I'm new to jME and is trying out the beginner tutorials. Now I'm on tutorial 12 - Hello LevelOfDetail. I think I got most of it but last few bits - the camera rotations. The code is as follows:
// Left vector
tempMa.setColumn(0, up.cross(lookAtObject, tempVc).normalizeLocal());
// Up vector
tempMa.setColumn(1, left.cross(lookAtObject, tempVd).normalizeLocal());
// Direction vector
You can reach the tutorial by the link http://www.jmonkeyengine.com/wiki/doku.php/starter:hello_lod and it's at the bottom of the page. Honestly, I don't quite understand those bits of things so here is my question:
- Which axis or vector does the camera rotate to?
- Why the matrix is caculated in such a way?
I know I'm not very good at math, so please just point me in the right directions where I should start to look at if it's too basic. Sorry if the question is stupid or it's asked before. Thanks for any help.
Thanks so much for your excellent explanation. Now I think I know what all it's doing. It turned out that I was thinking the wrong way that I misinterpreted the behavior of the method setLocalRotation.

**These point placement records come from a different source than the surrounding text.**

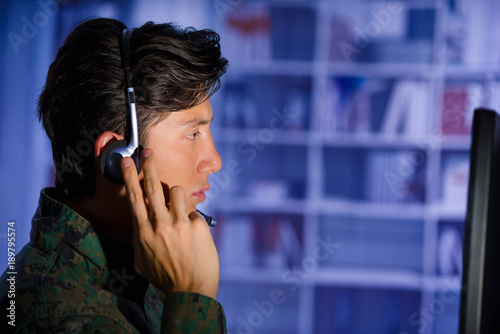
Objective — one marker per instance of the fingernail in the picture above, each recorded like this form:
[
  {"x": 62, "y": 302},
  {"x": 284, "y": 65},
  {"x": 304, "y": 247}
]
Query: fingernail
[
  {"x": 146, "y": 153},
  {"x": 126, "y": 162}
]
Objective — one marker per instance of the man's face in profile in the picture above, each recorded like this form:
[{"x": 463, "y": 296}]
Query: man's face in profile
[{"x": 185, "y": 152}]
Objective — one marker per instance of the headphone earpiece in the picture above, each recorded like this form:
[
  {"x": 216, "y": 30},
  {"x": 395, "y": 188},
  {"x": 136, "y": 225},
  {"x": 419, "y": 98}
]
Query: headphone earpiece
[
  {"x": 112, "y": 154},
  {"x": 109, "y": 161}
]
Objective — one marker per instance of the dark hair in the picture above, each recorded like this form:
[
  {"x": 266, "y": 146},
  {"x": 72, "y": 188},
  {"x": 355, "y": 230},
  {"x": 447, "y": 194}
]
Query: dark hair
[{"x": 171, "y": 68}]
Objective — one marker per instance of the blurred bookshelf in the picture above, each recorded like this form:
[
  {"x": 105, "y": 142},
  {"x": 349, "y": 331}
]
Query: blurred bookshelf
[{"x": 344, "y": 131}]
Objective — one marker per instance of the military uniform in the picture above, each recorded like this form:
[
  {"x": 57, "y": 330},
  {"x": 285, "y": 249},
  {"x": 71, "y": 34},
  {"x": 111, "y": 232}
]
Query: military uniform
[{"x": 74, "y": 278}]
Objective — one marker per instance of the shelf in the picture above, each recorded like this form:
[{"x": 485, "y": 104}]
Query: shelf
[
  {"x": 376, "y": 278},
  {"x": 332, "y": 68},
  {"x": 370, "y": 140},
  {"x": 280, "y": 206},
  {"x": 369, "y": 209},
  {"x": 265, "y": 136},
  {"x": 367, "y": 278}
]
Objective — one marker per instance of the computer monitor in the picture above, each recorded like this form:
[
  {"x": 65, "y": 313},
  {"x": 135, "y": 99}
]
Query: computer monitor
[{"x": 480, "y": 299}]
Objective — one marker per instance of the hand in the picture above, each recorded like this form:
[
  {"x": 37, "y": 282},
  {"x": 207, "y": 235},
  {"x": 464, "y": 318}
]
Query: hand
[{"x": 173, "y": 251}]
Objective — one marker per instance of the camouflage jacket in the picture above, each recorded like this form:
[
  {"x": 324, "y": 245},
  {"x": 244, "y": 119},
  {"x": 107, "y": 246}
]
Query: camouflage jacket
[{"x": 73, "y": 278}]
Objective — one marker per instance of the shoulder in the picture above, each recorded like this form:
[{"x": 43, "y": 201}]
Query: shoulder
[{"x": 51, "y": 293}]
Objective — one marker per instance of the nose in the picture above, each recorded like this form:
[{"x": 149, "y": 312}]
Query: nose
[{"x": 211, "y": 162}]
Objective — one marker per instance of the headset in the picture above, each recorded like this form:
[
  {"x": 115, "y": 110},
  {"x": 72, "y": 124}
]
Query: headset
[{"x": 112, "y": 154}]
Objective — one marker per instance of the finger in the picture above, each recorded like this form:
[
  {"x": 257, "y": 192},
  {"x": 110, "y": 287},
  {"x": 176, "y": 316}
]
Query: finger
[
  {"x": 134, "y": 191},
  {"x": 152, "y": 183},
  {"x": 178, "y": 201}
]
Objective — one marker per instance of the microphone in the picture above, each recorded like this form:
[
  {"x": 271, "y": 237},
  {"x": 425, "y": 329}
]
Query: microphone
[{"x": 211, "y": 221}]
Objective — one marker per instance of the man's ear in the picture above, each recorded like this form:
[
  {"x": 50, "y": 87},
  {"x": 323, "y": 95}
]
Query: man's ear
[{"x": 104, "y": 140}]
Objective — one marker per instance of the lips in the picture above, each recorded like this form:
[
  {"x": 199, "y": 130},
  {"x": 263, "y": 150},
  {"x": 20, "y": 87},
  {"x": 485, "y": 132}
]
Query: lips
[{"x": 201, "y": 193}]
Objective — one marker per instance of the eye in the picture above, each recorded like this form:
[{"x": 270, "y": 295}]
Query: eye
[{"x": 192, "y": 135}]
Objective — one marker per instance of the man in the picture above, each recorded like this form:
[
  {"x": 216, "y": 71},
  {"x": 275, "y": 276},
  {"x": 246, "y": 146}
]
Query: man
[{"x": 134, "y": 257}]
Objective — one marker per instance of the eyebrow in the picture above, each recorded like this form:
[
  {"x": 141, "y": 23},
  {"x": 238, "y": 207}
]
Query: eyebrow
[{"x": 196, "y": 121}]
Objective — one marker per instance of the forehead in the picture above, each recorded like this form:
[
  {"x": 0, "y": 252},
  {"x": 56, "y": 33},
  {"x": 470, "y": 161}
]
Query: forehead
[{"x": 188, "y": 118}]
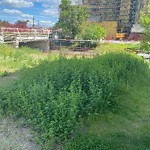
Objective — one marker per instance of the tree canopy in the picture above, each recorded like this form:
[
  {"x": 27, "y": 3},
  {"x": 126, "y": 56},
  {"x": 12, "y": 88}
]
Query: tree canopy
[
  {"x": 92, "y": 31},
  {"x": 71, "y": 18}
]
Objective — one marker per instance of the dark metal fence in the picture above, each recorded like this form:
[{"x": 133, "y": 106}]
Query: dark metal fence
[{"x": 75, "y": 45}]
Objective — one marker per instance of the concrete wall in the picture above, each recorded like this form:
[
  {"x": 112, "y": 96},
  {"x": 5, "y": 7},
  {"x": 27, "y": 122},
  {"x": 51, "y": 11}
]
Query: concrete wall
[{"x": 43, "y": 45}]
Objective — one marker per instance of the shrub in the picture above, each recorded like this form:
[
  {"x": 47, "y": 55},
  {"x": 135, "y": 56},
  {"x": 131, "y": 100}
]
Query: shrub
[{"x": 55, "y": 96}]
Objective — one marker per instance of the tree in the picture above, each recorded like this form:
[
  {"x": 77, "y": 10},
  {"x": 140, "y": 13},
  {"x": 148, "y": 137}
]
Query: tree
[
  {"x": 145, "y": 23},
  {"x": 92, "y": 31},
  {"x": 71, "y": 18}
]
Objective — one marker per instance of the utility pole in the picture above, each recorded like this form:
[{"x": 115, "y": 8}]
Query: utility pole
[
  {"x": 38, "y": 23},
  {"x": 33, "y": 22}
]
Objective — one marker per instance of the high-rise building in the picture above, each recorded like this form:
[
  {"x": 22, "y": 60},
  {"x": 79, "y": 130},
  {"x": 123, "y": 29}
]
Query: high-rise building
[{"x": 124, "y": 12}]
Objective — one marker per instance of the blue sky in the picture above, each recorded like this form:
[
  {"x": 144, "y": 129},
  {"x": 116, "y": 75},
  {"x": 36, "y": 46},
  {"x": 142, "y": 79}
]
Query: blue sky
[{"x": 46, "y": 12}]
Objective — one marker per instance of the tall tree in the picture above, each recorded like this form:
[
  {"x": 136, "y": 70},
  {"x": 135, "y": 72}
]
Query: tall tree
[
  {"x": 71, "y": 18},
  {"x": 145, "y": 23}
]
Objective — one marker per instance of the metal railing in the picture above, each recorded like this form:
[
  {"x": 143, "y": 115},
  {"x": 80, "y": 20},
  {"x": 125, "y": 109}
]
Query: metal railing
[{"x": 9, "y": 35}]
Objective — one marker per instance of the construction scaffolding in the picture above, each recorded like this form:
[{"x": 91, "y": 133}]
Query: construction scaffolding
[{"x": 124, "y": 12}]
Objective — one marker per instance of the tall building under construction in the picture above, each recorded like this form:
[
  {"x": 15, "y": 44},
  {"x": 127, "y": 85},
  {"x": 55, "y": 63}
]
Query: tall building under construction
[{"x": 124, "y": 12}]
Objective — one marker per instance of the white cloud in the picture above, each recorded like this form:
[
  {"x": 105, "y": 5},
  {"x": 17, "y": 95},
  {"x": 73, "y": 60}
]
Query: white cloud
[
  {"x": 27, "y": 16},
  {"x": 11, "y": 11},
  {"x": 16, "y": 3}
]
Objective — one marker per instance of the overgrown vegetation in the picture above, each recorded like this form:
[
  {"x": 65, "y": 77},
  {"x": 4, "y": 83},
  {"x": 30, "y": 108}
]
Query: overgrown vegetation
[
  {"x": 145, "y": 22},
  {"x": 12, "y": 59},
  {"x": 55, "y": 97}
]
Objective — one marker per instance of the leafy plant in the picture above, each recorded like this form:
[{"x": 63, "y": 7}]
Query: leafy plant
[{"x": 55, "y": 96}]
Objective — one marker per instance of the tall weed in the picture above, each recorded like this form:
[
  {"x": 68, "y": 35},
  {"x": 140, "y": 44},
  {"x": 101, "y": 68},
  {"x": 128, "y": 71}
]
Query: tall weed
[{"x": 55, "y": 96}]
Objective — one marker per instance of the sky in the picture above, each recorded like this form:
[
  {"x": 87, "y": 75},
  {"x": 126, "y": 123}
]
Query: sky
[{"x": 45, "y": 12}]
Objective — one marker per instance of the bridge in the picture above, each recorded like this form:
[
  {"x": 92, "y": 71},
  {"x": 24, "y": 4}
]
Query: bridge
[{"x": 34, "y": 38}]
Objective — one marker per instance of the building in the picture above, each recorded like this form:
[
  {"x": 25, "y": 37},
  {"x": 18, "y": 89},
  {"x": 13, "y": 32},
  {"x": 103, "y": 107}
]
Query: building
[{"x": 124, "y": 12}]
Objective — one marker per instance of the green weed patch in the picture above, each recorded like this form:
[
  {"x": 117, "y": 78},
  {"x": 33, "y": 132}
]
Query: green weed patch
[{"x": 56, "y": 96}]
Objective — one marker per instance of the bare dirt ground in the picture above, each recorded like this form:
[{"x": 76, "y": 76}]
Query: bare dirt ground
[{"x": 13, "y": 135}]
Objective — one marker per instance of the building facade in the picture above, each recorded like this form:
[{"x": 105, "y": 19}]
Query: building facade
[{"x": 124, "y": 12}]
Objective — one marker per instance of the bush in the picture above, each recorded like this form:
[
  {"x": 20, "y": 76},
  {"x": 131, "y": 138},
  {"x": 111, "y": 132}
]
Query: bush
[{"x": 55, "y": 96}]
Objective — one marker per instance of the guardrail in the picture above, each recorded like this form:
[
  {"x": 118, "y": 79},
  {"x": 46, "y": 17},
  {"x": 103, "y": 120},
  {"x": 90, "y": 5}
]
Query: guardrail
[{"x": 9, "y": 35}]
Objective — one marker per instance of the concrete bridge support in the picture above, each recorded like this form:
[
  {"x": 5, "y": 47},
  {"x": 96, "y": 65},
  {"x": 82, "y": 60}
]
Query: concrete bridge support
[{"x": 43, "y": 45}]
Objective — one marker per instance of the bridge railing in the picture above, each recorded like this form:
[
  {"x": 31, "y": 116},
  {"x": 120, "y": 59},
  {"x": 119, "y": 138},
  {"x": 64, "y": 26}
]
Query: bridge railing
[{"x": 19, "y": 34}]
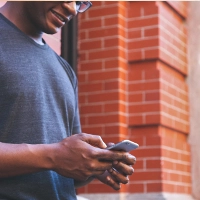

I thought the camera was rotating along something but it is just simply placing the camera towards the maggie object all the way along moving the path. once we have the 'lookAtObject' direction we simply to caculate the other two vectors that were originally pointing to Up and Left to eventually make up of the matrix.
Regarding the question on which direction does the new vector point to after a cross product, I think the direction is not ambiguous but determined by the directions of the two vectors that were doing the cross product. Suppose we have two vector a and b right on your monitor and then we connect a's head to b's tail. We can tell the direction of a cross product b by determining the direction of a to b. If a to b shows a clockwise direction in a left hand cooridination system, a cross product b points to you. If a to b shows an anti-clockwise direction, it points away from you and it's doing in the reverse way in a right hand cooridination system.